Prólogo
Epílogo
Conto
Como consolo, o marido abandonado metia o filho atrás da porta sempre
que a mágoa se convertia em rancor, atribuindo à figura do garoto a herança viva
de um acinte, de uma vergonha difícil de purgar. Daí a reincidência do mesmo castigo,
nunca satisfeita e logo convertida em hábito. Apesar do aparente despropósito,
tal metodologia de castigo se nutre de uma racionalidade muito arraigada em
famílias partidas, as quais recorrem a ela após as ingênuas ambições matrimoniais
se desencantarem, para então instalar-se em seu lugar hábitos atenuantes, fábulas
compensativas gestadas no sádico: é a razão, em uma palavra, que retorna para socorrer
o humilhado mediante sucedâneos perversos, indispensáveis para o socorro
de um total esmagamento.

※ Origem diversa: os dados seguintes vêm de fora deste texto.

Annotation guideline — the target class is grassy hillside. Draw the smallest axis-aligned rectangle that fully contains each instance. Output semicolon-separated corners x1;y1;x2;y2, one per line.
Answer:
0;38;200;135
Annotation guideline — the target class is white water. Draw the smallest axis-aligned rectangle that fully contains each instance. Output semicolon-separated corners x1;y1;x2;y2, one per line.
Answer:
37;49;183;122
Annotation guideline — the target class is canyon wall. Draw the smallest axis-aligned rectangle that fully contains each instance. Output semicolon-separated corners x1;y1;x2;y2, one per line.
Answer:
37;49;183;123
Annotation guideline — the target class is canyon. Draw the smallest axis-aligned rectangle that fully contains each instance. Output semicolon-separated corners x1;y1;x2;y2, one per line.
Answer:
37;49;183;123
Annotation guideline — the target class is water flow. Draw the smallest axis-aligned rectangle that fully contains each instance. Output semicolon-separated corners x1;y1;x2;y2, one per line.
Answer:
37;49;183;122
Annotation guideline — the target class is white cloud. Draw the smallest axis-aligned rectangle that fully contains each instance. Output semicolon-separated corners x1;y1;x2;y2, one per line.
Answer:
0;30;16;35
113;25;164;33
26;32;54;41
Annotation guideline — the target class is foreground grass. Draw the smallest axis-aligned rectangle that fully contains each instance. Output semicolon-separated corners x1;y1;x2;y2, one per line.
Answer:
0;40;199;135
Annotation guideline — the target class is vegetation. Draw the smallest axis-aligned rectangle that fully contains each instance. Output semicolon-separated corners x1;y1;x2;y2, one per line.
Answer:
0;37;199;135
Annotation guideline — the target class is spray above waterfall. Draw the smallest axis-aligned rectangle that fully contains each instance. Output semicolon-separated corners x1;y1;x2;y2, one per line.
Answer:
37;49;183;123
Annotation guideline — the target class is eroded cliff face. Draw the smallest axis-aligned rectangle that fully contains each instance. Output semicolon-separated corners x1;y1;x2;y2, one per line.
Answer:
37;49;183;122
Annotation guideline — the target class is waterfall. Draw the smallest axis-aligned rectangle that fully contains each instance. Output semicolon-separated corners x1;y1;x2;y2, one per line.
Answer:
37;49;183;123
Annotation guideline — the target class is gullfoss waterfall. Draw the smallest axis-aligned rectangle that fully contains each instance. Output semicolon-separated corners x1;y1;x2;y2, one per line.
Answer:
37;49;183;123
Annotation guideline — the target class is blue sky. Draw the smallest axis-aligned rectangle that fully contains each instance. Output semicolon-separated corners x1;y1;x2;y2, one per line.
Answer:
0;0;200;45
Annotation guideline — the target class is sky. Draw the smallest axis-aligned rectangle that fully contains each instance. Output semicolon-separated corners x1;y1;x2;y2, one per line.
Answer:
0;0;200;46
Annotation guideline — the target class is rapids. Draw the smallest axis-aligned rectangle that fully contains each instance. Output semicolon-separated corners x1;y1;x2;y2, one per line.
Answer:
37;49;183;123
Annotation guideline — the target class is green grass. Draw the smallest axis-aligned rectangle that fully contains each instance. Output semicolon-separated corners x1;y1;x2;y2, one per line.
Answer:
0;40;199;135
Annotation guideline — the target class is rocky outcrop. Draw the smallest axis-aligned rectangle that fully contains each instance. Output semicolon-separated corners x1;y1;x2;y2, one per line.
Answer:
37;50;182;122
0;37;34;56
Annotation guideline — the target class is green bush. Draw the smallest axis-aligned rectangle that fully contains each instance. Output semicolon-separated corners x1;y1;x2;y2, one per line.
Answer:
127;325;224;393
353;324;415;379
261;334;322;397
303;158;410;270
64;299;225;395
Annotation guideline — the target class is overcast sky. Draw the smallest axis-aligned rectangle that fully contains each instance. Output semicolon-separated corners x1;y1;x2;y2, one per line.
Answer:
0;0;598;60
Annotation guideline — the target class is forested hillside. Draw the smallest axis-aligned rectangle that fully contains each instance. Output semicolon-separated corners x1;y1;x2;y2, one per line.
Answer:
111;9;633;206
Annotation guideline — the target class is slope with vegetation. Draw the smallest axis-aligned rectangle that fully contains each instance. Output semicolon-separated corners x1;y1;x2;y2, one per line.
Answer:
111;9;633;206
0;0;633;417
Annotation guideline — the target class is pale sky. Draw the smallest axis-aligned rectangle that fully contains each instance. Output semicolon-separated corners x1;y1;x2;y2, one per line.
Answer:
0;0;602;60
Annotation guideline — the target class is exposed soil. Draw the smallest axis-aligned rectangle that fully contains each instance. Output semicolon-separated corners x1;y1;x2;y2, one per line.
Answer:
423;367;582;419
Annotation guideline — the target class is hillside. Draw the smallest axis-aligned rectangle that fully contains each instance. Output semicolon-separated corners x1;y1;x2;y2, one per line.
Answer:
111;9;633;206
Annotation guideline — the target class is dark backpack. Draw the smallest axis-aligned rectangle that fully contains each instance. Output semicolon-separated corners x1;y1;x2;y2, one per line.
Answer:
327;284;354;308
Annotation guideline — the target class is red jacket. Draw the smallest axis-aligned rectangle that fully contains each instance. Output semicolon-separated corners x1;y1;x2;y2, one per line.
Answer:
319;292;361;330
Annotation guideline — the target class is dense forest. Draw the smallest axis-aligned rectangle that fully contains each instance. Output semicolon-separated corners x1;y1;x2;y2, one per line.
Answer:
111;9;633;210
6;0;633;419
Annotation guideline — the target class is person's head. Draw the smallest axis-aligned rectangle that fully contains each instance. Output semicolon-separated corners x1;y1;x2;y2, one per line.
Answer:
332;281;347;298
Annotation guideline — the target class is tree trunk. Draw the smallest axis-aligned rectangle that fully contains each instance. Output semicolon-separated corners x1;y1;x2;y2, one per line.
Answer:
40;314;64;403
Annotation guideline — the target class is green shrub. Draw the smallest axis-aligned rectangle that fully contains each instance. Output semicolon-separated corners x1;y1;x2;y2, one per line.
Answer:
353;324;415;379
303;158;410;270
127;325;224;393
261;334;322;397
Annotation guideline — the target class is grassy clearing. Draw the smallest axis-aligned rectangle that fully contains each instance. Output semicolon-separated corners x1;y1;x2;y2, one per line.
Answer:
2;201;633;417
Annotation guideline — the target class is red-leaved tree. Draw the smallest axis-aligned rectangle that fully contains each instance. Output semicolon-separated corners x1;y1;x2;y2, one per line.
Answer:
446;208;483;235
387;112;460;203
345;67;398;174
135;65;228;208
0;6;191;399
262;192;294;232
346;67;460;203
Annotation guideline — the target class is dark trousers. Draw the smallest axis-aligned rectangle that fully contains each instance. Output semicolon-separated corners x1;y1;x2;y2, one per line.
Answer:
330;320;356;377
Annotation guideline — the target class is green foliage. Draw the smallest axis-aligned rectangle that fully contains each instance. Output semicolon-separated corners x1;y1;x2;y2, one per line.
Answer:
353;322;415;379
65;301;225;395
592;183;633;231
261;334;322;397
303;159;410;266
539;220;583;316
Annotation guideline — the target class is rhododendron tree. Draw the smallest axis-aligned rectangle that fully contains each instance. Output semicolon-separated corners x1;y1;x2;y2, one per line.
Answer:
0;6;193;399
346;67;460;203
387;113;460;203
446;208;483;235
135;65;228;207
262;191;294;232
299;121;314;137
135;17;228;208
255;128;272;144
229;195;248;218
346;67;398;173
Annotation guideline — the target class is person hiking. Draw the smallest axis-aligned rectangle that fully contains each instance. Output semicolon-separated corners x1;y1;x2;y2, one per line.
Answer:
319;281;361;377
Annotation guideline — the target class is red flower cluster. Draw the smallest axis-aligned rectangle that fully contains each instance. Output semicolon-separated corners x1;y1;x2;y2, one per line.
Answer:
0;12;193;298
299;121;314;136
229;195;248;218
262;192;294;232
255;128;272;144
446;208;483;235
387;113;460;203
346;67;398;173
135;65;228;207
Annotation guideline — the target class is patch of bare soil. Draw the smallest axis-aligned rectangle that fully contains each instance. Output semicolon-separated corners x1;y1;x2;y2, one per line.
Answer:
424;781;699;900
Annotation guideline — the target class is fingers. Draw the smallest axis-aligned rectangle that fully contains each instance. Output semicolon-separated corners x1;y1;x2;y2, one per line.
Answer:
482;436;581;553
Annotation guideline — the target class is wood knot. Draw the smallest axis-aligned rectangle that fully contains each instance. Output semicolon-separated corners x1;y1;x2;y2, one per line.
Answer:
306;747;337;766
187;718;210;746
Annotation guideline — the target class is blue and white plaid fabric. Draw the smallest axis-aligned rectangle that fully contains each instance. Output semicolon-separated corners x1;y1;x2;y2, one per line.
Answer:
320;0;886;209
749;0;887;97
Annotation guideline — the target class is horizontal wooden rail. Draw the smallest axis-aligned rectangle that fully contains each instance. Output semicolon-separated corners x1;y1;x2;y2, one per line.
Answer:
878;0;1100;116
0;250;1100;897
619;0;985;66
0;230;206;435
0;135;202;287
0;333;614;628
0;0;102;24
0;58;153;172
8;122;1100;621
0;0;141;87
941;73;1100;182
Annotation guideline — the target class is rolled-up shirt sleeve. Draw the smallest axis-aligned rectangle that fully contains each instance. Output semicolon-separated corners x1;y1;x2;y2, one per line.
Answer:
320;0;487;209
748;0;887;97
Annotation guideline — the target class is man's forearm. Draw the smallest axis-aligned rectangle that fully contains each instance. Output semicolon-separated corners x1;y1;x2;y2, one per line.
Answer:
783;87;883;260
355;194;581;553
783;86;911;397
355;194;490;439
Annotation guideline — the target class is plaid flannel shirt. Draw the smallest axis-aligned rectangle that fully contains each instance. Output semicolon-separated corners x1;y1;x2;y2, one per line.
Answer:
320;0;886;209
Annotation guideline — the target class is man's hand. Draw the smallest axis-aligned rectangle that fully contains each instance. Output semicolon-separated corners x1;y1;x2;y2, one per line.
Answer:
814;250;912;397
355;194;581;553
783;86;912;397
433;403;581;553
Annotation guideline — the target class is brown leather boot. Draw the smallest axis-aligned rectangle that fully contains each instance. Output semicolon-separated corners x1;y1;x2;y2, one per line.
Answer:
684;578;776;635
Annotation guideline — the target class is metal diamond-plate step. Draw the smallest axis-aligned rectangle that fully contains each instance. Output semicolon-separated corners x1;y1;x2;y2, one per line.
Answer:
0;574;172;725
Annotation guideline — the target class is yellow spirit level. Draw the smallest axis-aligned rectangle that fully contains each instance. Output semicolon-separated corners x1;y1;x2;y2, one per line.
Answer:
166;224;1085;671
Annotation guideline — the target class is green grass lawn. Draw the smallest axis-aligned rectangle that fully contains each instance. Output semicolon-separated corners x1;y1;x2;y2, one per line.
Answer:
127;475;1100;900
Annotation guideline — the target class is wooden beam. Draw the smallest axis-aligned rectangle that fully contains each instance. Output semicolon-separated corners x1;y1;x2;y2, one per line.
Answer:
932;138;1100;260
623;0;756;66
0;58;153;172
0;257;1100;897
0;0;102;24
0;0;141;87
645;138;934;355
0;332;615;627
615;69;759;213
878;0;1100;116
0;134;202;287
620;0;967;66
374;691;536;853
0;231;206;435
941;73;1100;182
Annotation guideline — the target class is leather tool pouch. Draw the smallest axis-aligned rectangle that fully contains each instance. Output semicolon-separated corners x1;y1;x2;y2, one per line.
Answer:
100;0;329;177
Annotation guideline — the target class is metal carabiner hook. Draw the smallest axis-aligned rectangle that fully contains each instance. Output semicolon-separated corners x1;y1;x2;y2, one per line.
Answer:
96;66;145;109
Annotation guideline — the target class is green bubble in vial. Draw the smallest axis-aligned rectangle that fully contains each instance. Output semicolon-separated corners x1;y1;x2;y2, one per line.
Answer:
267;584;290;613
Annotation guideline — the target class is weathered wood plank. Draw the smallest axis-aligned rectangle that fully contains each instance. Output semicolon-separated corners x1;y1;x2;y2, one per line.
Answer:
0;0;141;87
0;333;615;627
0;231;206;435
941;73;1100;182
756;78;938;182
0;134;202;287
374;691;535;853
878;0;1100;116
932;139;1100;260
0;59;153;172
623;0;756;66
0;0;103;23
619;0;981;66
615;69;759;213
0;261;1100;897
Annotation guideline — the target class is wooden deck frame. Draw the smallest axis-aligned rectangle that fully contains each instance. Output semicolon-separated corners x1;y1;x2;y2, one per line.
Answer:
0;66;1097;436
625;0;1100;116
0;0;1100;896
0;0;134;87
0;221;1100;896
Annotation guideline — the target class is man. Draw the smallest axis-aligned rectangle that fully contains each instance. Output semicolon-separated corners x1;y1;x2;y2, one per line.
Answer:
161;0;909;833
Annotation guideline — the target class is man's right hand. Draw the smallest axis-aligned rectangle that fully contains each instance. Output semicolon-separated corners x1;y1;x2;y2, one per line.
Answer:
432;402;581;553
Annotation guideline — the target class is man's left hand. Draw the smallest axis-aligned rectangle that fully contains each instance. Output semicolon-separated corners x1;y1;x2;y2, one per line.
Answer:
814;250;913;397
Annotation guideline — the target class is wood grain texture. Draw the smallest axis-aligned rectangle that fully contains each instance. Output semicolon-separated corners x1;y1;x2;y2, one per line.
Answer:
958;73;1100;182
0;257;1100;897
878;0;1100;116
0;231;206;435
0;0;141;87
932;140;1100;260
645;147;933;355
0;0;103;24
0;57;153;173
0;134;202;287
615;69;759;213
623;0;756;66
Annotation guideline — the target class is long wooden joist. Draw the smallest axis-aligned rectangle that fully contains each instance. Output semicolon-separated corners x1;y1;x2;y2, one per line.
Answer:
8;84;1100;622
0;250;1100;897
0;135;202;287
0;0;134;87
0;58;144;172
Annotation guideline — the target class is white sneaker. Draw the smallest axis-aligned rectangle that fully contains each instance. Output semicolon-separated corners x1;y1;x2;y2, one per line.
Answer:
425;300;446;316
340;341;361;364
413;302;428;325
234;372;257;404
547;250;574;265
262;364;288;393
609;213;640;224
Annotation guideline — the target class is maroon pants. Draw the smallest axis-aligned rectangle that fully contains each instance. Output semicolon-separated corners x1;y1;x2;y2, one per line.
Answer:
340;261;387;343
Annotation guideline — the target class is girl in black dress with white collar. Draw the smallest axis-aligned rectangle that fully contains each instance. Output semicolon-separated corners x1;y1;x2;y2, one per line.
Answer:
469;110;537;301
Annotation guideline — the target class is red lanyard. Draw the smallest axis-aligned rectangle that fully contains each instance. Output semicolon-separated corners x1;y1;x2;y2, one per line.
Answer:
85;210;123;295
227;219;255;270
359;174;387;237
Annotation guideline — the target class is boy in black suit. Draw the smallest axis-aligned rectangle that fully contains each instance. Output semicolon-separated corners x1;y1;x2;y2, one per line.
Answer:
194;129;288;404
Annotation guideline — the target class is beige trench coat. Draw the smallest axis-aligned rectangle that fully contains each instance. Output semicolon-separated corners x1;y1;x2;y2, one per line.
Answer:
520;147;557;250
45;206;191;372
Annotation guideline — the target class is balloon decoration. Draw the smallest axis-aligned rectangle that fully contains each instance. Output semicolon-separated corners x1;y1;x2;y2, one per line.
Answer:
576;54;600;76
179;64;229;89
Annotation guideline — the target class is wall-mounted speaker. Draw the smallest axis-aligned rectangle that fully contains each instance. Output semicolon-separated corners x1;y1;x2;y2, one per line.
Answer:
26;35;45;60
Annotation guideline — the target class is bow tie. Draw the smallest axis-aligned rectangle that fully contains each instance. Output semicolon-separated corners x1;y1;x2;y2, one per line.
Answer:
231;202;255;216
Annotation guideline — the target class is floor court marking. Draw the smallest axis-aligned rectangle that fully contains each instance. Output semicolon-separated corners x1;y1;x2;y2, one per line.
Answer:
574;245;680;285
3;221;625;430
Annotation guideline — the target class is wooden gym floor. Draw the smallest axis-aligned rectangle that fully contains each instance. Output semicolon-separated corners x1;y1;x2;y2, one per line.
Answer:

Numa formulação direta: é preciso eleger um causador
para convertê-lo em algo ainda menor que a si mesmo, e com isso conformar-se.
Sim, o menino lançado atrás da porta por oito horas diárias, bem cronometradas, isto
é, calculadamente prescritas segundo os limites fisiológicos, muitas vezes acrescidos
de crueldades eventuais – como a compressão da porta ou o ininterrupto palavrório
catártico a impregnar no menino expiatório uma conscientização desabonada de sua
existência – nada mais era que o presságio de uma loucura, advinda da mágoa, que o
marido abandonado apressava-se em objetivar no filho, purgando-a em coisa concreta.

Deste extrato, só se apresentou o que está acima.